Анастасия понимала, что должна быть сильной женщиной и сама находить выходы из жизненных завалов… Хоть такая тактика и претила ее женской природе. Но из безвыходного положения может быть всего два выхода: либо броситься с моста вниз головой, либо искать новый жизненный путь.
Она вспомнила, что почти три месяца не звонила Марку Самойловичу, своему милому работодателю.
„Позвоню обязательно, – поклялась себе Настя. – А пока надо спуститься в гастроном“.
Она купила пакет молока, пачку масла, банку зеленого горошка, приличный кусочек ветчины и половинку буханки хлеба, которой должно хватить как минимум дня на три. С мыслью о том, что хорошо бы купить немного овощей, Настя направилась в сторону соседнего магазина.
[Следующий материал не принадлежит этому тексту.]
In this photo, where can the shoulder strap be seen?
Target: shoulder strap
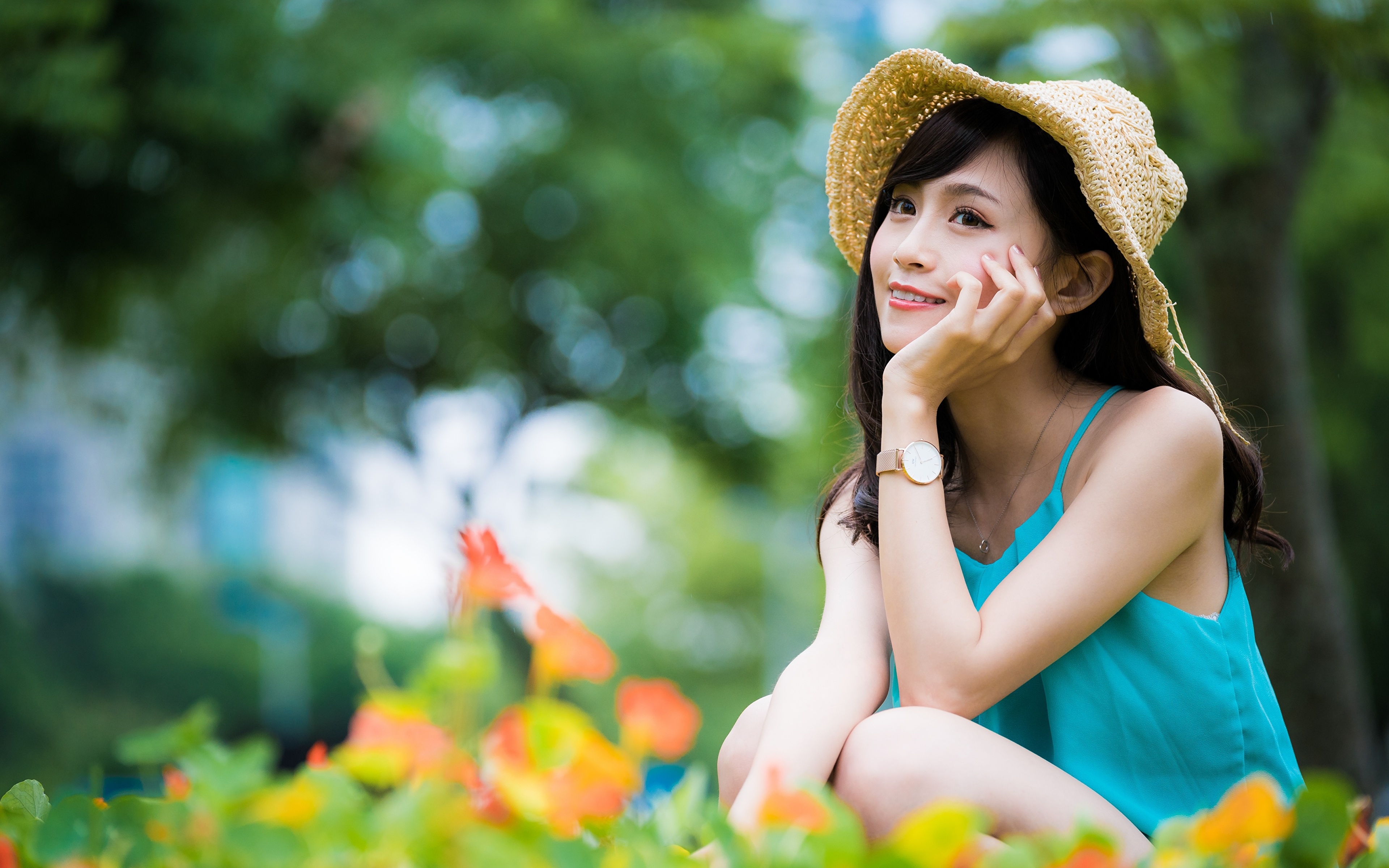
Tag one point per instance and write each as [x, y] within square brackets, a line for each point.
[1080, 433]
И вдруг увидела на предвесеннем снегу следы, рисунок которых действовал на нее как гром с ясного неба. Они были совсем свежие, потому что их оставлял некто, быстро идущий шагов на пять впереди и стремящийся продвигаться еще быстрее, обгоняющий прохожих. Настя как завороженная смотрела на цепочку следов, потихоньку превращавшихся в лужицы. Она боялась поднять глаза. Боялась узнать его, своего злого гения. Но все-таки она заставила себя поднять глаза. Сначала она увидела коричневые ботинки, высокие, словно полувоенные. Потом вправленные в них джинсы. Дальше – дубленый полушубок и большую енотовую шапку. Настя никогда не видела его в этой одежде, потому что познакомились они весной, а расстались осенью… Но „зима“ в ее отношениях с этим человеком все же была, потому что, как она теперь понимала, это он превратил ее жилище в подобие дупла, это он обрек ее на бездомную жизнь. Он – несчастный мазохист-некрофил, вредный мальчик Валентин. Она узнала его, узнала с одного взгляда, не видя лица, но улавливая в походке, в движениях нечто знакомое. „Что же, бежать и звонить в милицию?“
Но она вспомнила, что следы на балкончике уже растаяли, а из нутра „дупла“ все вещественные доказательства исчезли. И окурок тот, не поднятый несколько недель назад окурок, смыло желтой водой.
Широкоплечая фигура быстро удалялась.
Анастасия остановилась и посмотрела вверх… Просто так, потому что интуитивно чувствовала: иногда надо останавливаться. По высокому небу плыли кучевые облака. И эта милая картинка была весенней.
Жизнь снова входила в наезженную колею. Но колея теперь была иная. Настя жила ожиданием. И, наверное, надеждой.
Все было почти так же, как до дня, по определению поэта Верхарна, „всемирного пожара“: редакция, дом, магазины… К этому списку прибавились, пожалуй, посещения женской консультации, а убавились из него появления в институте. Настя отказалась от „вольнослушательства“, потому что ни с кем не хотела встречаться, никого не хотела видеть.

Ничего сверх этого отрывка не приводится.